London: With a deadline for Iranian nuclear deal fast approaching, US Secretary of State John Kerry embarked Wednesday on a frenzy of high-stakes diplomacy in a last-minute push to secure an agreement - or at least prevent the process from collapsing.

As senior negotiators huddled for a second day in Vienna, Kerry held separate meetings in London. He planned a trip to Paris Wednesday. Kerry was still weighing when he might join the larger effort in the Austrian capital where negotiators are racing against the clock to forge a pact over the next five days to prevent Iran from reaching the capability to produce atomic weapons.

Despite his efforts, though, signs increasingly pointed to Monday’s deadline passing without a deal and the negotiations being extended a second time.

In London, Kerry met Wednesday at his hotel with Foreign Minister Yousuf Bin Alawi of Oman, a key bridge between Washington and Tehran, a senior US official said. Bin Alawi was in Tehran last weekend and met with Kerry on Tuesday. Their follow-up meeting was unannounced and confirmed only after an Associated Press reporter saw the foreign minister in Kerry’s hotel.

Oman is not party to the negotiations among Iran, the US, Britain, China, France, Russia, the European Union and Germany.

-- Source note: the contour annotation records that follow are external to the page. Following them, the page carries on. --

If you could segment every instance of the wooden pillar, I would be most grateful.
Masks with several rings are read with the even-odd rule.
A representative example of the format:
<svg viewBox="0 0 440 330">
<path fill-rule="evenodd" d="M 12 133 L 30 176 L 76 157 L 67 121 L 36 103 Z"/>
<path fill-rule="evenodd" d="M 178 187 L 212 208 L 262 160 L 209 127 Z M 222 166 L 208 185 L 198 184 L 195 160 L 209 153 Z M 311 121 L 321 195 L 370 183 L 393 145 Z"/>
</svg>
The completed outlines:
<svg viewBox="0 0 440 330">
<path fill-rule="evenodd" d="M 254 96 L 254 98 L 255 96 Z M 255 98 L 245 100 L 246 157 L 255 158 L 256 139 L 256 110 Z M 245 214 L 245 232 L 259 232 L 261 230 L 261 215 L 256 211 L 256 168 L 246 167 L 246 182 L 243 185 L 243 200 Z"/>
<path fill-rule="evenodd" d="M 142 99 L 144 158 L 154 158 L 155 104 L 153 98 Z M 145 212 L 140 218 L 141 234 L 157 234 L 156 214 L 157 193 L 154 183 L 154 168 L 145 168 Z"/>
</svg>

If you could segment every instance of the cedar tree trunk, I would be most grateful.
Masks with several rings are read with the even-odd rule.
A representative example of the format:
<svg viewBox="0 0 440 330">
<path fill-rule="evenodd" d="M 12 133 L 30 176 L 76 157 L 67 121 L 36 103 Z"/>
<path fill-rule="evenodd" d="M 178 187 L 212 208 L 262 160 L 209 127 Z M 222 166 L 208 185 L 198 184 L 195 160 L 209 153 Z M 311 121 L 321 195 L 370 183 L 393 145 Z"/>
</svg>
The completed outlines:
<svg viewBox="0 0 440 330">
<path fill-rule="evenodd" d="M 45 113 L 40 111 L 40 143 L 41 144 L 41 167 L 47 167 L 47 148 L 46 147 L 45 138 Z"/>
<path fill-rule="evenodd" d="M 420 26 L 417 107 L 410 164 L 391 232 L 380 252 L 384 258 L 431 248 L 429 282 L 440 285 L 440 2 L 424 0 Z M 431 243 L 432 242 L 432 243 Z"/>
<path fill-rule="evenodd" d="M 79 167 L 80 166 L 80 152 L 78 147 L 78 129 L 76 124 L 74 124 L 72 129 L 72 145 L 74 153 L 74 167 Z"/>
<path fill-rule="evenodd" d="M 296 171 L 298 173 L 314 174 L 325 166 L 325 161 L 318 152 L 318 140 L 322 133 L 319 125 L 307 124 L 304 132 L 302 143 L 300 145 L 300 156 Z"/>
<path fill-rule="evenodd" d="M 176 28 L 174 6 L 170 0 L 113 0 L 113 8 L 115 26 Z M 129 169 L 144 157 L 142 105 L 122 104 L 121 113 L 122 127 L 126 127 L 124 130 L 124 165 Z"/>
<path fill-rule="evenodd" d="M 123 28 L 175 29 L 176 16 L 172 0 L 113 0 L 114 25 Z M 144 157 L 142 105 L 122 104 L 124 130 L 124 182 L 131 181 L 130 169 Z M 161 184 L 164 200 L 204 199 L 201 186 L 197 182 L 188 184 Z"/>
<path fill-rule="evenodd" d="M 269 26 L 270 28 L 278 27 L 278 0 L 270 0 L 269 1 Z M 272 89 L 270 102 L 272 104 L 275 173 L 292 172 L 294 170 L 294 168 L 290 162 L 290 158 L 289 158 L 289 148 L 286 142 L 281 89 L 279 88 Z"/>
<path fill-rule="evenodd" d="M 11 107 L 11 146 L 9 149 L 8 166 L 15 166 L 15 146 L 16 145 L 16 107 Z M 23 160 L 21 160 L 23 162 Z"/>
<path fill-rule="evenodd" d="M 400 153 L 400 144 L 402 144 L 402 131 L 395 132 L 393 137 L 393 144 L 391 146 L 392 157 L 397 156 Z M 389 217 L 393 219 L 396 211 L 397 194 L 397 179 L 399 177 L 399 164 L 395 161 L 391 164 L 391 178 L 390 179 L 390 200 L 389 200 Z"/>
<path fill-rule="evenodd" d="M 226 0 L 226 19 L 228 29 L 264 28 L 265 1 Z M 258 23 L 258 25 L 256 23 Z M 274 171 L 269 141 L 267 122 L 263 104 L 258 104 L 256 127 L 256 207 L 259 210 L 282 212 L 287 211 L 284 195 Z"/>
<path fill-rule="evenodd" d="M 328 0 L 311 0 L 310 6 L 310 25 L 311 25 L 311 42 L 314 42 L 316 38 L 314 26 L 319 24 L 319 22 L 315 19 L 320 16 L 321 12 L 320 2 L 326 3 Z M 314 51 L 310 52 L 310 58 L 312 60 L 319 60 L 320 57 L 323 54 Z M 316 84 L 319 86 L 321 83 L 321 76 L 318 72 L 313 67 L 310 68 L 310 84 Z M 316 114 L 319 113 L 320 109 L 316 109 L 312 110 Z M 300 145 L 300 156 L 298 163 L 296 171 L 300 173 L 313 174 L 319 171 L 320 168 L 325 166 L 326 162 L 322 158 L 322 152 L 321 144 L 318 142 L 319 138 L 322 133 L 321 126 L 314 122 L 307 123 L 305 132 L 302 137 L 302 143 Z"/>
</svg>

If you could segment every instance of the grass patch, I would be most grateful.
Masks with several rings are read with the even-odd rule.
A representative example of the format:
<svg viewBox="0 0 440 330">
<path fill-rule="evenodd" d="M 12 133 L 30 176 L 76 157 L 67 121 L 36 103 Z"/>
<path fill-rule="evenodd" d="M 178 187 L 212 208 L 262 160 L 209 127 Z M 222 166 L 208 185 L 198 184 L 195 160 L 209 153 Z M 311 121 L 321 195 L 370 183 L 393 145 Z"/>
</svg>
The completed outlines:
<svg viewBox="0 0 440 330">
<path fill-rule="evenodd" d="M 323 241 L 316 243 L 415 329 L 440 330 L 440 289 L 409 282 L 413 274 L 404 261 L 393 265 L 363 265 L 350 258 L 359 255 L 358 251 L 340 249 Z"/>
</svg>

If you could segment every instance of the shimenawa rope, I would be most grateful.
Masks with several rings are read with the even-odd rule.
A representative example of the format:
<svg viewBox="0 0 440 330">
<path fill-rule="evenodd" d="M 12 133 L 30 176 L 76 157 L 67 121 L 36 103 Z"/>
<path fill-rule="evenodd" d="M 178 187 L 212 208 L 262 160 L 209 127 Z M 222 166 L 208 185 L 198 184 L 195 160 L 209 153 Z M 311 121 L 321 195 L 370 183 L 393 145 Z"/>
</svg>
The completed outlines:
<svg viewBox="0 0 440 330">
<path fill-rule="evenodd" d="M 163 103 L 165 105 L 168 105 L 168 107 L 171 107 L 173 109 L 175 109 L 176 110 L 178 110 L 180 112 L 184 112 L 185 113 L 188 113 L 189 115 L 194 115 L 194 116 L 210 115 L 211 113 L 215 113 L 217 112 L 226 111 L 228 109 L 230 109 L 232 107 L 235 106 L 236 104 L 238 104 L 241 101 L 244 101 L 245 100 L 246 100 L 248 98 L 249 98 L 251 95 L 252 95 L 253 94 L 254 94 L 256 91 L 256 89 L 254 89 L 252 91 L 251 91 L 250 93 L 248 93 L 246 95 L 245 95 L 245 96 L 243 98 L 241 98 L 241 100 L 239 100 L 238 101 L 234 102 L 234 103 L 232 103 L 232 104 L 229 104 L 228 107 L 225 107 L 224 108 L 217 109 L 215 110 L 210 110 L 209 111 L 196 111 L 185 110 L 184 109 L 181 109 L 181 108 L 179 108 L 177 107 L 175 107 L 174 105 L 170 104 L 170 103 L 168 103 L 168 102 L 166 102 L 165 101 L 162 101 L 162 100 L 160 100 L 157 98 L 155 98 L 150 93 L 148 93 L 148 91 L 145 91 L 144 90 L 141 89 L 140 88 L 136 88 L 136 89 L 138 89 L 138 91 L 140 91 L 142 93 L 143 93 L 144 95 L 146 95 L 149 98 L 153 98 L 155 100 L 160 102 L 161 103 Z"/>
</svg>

But it is unique among the Gulf states for the close ties it maintains with Iran, having hosted high-level nuclear talks earlier this month and served as the site of secret US-Iranian gatherings dating back to 2012. Those earlier discussions laid the groundwork for an interim nuclear agreement reached a year ago, which the so-called P5”1 countries now hope to cement with a comprehensive accord in Vienna.

Details of Kerry’s meetings with Bin Alawi were not immediately clear and US officials were tight-lipped about any role Oman might play beyond that of an intermediary.

In Washington, President Barack Obama’s nominee to be Kerry’s deputy at the State Department said he believed it would be difficult to meet the deadline.

“It’s not impossible,” said Tony Blinken, currently Obama’s deputy national security adviser. “It depends entirely on whether Iran is willing to take steps it must take to convince us, to convince our partners that its program would be for entirely peaceful purposes. As we speak, we’re not there.”

Peter Wittig, Germany’s ambassador to the US, wouldn’t rule out an extension and said a nuclear deal could lead to better relations between Iran and world powers on regional crises in Syria and Lebanon.

“If these negotiations fail, there won’t be any winners,” Wittig told reporters in Washington.

In Paris, Kerry will meet Saudi Foreign Minister Saud Al Faisal and French Foreign Minister Laurent Fabius. Those meetings are key because French objections last year delayed the adoption of an interim agreement by several weeks, and Saudi Arabia remains deeply concerned about the potential for its arch-rival Iran to win concessions from the West.

The Obama administration also is trying to satisfy the concerns of Republican and many Democratic lawmakers at home.

Republican senators sent a letter to the White House on Wednesday urging the administration against trying to circumvent Congress in any deal with Iran. “Unless the White House genuinely engages with Congress, we see no way that any agreement consisting of your administration’s current proposals to Iran will endure,” said the letter, which was signed by all 45 Senate Republicans.

In a twist, many in Congress who previously opposed further extensions of talks with Iran now see that route as a preferable to an agreement that doesn’t do enough to cut off possible Iranian pathways toward a nuclear bomb.

Republicans in particular want more time so that they can attempt to pass new sanctions legislation that would pressure Iran into greater concessions. Their plan is to bring up a package of conditional penalties after January, when they take the majority, according to GOP Senate aides who weren’t authorized to speak publicly on the matter and demanded anonymity.

Some Democrats are on board with that effort, though Obama has threatened to veto any new sanctions threatening the diplomacy.

Even Israel, which has been among the most hostile to the West’s diplomatic overtures toward Tehran, is suggesting it is amenable to an extension. The option would allow time for a better agreement to be negotiated through additional economic sanctions on Iran, a senior Israeli official said.